Stop Paying Per User for AI: The Flat-Cost Architecture for Indie Apps
Every new user shouldn't mean a higher AI bill. Here's the architecture pattern that decouples your user count from your AI costs — permanently.
Here is the dirty secret of most AI-powered SaaS apps: every new user makes the business less profitable. Not in the abstract, "well servers cost money" sense that applies to all software. In the very concrete, "every AI request costs $0.003 and my average user makes 45 requests per day" sense that eats your margin alive.

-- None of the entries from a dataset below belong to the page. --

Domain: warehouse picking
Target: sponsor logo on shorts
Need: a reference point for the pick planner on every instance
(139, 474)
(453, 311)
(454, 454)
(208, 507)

Traditional SaaS has near-zero marginal costs. Adding user number 10,001 costs you essentially nothing — the servers are already running, the code is already written. AI-powered SaaS breaks this model. With per-token pricing, every user generates a roughly proportional increase in your AI bill. Your revenue scales with user count. Your AI costs also scale with user count. And if your per-user AI cost is anywhere close to your per-user revenue, you have a business that gets worse as it succeeds.
There is a better architecture. One where your AI infrastructure costs the same whether you have 100 users or 100,000 users. It is not theoretical — it is running in production today for indie developers who figured out the math early. This guide explains what it is, how to build it, and exactly when it does and does not work.
The Per-User Cost Problem
Let us make the problem painfully concrete. You have built an AI-powered app — say a content optimization tool. Each user submits text, the AI analyzes it, and returns suggestions. Standard stuff. You are charging $19/month per user.
Here is what your AI costs look like as you grow, assuming GPT-4o pricing and moderate usage (30 AI requests per user per day, averaging 1,000 input tokens and 500 output tokens per request):
| Users | Daily AI Requests | Monthly Tokens (Input) | Monthly Tokens (Output) | Monthly AI Cost | Revenue | AI Cost as % of Revenue |
|---|---|---|---|---|---|---|
| 100 | 3,000 | 90M | 45M | $67 | $1,900 | 3.5% |
| 500 | 15,000 | 450M | 225M | $338 | $9,500 | 3.6% |
| 1,000 | 30,000 | 900M | 450M | $675 | $19,000 | 3.6% |
| 5,000 | 150,000 | 4.5B | 2.25B | $3,375 | $95,000 | 3.6% |
| 10,000 | 300,000 | 9B | 4.5B | $6,750 | $190,000 | 3.6% |
| 50,000 | 1,500,000 | 45B | 22.5B | $33,750 | $950,000 | 3.6% |
At 3.6% of revenue, this looks manageable. But this is the optimistic scenario. In reality:
Power users destroy your averages. Your top 10% of users generate 40-60% of your AI requests. Some users trigger 100+ requests per day. That "30 requests per user per day" average masks a long tail of heavy usage that inflates your costs.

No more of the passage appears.